The Worst Congress In 60 Years?

It’s time to blame both sides — the Republicans and the Tea Party.

The 112th Congress elected in the Tea Party wave of 2010 is set to close the least productive session since the U.S. House Clerk started keeping records, according to the Huffington Post.

As of Friday, the president had signed 219 bills passed by this Congress into law. There’s almost no chance they can avoid blowing by the current recordholder –the 104th (1995-1996) — to officially become the least productive Congress ever. The “Contract With America” Congress passed only 333 bills in the third and fourth year of President Clinton’s first term after also coming into office after a Republican wave election.

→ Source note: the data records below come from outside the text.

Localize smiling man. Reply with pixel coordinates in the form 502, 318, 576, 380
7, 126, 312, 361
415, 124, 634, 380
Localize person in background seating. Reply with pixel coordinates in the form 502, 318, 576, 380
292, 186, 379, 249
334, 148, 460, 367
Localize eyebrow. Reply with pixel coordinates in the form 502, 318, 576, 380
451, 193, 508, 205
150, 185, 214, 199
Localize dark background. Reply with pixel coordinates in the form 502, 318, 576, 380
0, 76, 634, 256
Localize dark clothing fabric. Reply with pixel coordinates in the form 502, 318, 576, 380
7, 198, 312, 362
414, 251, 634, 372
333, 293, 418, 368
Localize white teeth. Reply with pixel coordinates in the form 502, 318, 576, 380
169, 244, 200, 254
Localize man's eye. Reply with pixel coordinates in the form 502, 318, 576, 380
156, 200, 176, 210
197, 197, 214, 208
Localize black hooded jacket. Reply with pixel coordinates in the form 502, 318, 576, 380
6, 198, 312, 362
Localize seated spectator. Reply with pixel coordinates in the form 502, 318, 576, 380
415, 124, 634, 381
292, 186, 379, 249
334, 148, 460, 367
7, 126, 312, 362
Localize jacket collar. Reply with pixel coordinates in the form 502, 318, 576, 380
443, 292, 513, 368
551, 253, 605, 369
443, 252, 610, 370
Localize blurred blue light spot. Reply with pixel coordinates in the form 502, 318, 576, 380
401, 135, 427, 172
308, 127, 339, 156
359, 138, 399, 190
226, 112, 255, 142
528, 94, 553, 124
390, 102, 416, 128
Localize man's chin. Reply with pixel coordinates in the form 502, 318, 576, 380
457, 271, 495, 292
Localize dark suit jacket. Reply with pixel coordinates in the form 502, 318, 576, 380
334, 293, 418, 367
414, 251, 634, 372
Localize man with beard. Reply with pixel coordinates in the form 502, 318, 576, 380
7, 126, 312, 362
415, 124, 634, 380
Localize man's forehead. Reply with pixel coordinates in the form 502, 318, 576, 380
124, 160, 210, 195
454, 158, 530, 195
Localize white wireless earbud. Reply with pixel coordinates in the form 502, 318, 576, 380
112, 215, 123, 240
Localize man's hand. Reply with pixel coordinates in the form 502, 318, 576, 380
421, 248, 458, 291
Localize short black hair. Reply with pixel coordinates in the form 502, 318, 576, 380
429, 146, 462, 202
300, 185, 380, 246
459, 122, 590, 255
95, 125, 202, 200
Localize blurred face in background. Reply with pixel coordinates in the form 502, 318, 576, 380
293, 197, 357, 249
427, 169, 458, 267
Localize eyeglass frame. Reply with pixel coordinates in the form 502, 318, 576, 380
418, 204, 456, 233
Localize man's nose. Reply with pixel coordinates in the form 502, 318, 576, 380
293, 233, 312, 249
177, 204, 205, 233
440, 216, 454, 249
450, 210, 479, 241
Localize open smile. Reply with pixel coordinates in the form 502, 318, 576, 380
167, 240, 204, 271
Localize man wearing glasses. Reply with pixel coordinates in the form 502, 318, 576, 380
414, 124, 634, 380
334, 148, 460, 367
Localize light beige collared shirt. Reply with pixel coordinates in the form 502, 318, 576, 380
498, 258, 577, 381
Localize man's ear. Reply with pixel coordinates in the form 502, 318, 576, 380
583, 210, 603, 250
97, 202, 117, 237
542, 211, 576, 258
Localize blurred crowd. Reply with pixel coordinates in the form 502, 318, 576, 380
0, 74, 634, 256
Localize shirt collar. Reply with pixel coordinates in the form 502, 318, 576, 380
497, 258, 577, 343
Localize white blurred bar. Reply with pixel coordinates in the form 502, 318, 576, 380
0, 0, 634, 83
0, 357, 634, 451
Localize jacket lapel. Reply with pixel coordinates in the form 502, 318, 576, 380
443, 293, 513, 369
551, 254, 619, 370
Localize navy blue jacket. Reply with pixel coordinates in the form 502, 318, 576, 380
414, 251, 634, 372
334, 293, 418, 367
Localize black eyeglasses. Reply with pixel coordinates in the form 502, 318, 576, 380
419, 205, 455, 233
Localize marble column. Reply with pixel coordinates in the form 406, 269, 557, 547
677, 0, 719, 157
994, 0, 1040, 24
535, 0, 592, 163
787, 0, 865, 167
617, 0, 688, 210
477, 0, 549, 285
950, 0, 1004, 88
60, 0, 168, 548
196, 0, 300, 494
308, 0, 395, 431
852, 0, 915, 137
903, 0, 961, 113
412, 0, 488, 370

The lack of productivity isn’t surprising, given that Republicans campaigned on stopping the president’s agenda. In the summer of 2011, for the first time in American history, the House of Representatives refused to increase the debt limit, as had been done under President Reagan and both Bushes dozens of times. The result was a protracted crisis that ended with President Obama signing the sequestration that helped create the “fiscal cliff” and a unprecedented downgrade of America’s credit.

Instead of governing, the House concentrated on symbolic votes. They voted to repeal Obamacare more than 30 times, knowing that the Senate would never consider a bill that destroyed the president’s signature achievement. They also passed bills that replaced the sequestration with cuts they preferred and extended the Bush tax cuts for all Americans, including the richest 2 percent, knowing they would never become law.

By a margin of more than a million votes, Americans chose Democrats to represent them in the House in November. But the GOP only lost a handful of seats, thanks to dark money and redistricting, and will retain a comfortable majority in the next Congress.

The New York Times‘ Nate Silver credits the GOP’s intransigence to gerrymandering. “Most members of the House now come from hyperpartisan districts where they face essentially no threat of losing their seat to the other party,” he wrote. “Instead, primary challenges, especially for Republicans, may be the more serious risk.”

In 2010 and 2012 GOP primaries, several mainstream Republicans — including Rep. Bob Inglis (R-SC), who told constituents at a town hall to “stop watching Glenn Beck” — were defeated by Tea Partiers who vowed to never, ever compromise with the president.

If your only fear in life is that a crazier Republican is going to replace you, voting like Michele Bachmann makes more sense than governing like Dwight Eisenhower.